In technical terms, Soumaks are flatwoven rugs. Their technique is related to that of kilims, but it is somewhat more complex, thicker in handle, and more durable as floor covering. As opposed to Kilim technique which consists of compacted weft facing simply running over and under the vertical wraps, Soumak weave runs the yarns around the warps in a serpentine pattern, over two, back one, over two back one, and so forth.
The rows of this yarn facing or brocading are then separated by wefts like the rows of knots in pile carpets. The origin of this technique is hard to pinpoint, but it is attested literally from one end of the rug-producing world to the other.
The term Soumak is apparently a corruption of the name Shemaka, a town in the Shirvan region of the Caucasus, where such rugs, it is often claimed, were made. However Soumaks were made in various areas of the Caucasus and the region north of Kuba seems to have been a major center of their production.
Caucasian Soumaks have a very interesting design repertory, with a number of distinct types or groups. From the perspective of carpet history, the most interesting group is the one that utilizes field designs of large polygonal medallions, often in the shape of diamonds or stars.

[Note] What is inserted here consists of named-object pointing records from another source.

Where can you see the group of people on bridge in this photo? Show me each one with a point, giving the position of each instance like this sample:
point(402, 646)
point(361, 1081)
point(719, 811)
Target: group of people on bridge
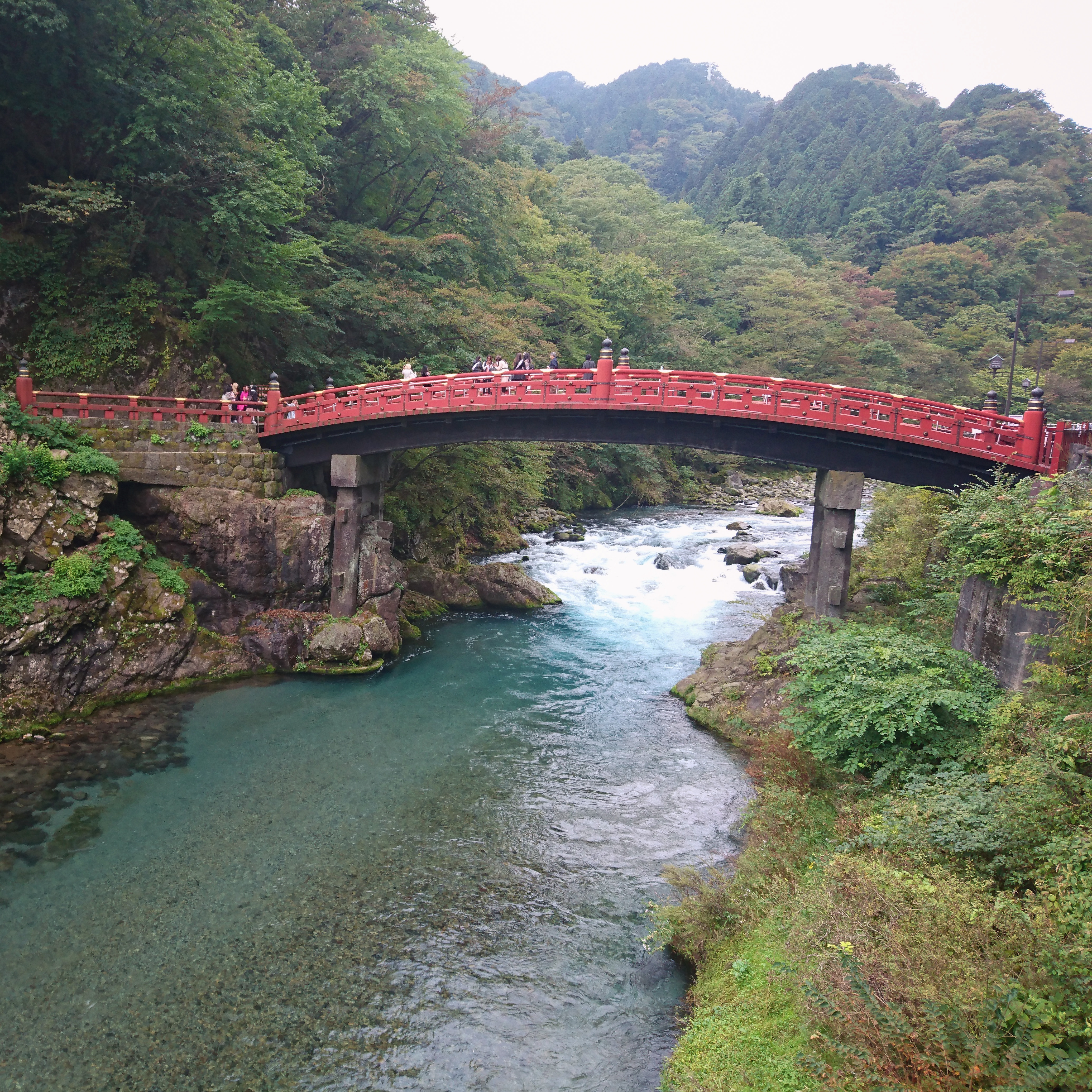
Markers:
point(496, 365)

These tend to be modeled on early Turkish pile carpets, especially those of the so-called “small pattern Holbein” and “large pattern Holbein” types produced in Western Turkey during the fifteenth and sixteenth centuries. A key feature of the Holbein design is the use of small squares with horn-like hooked pairs as fillers in the indentations along the edge of the main medallions.
Caucasian Soumaks of this type reproduce even these details with remarkable consistency and fidelity. The various smaller motifs used as space fillers seem to come from the common tribal repertory behind most Caucasian and Turkish rugs. The borders of Caucasian Soumaks tend to be made up of small geometric medallions or stylized rosettes, although they can be surprising, as on the example shown here which is adapted from kilim designs.
A second major group of Caucasian Soumaks have allover field designs made up of smaller medallions arranged closely in staggered repetition. Some of these which have multi-pointed star-like configuration (the so-called Crivelli-Star) also come from the repertory of early Turkish rugs. But the oval medallions with undulating edges are floral palmettes of classical Persian derivation.
Despite the varied origins of the design elements, the Soumaks of this group still convey considerable stylistic homogeneity or integrity. The borders of this second group are much the same as those of the first, although the example shown here has a highly unusual border that derives once again from early Turkish rugs.
A third group of Caucasian Soumaks stems from more local traditions. Known as “Dragon Soumaks,” these are clearly derived from the classical Caucasian Dragon rugs produced from the end of the sixteenth to the early eighteenth centuries.
The Dragon Rugs themselves were Caucasian workshop productions based on imported Kerman Persian Vase carpets, although the precise area of their manufacture is still unclear. The Soumaks of this kind were probably patterned on the village derivatives of the Dragon rugs that were produced in the Karabagh region during the later eighteenth and early nineteenth centuries.
Another, possibly related type are the Verneh Soumaks that have designs consisting of large, angular S-shaped motifs which are generally thought to be dragons, although in most cases they are no longer recognizable as such.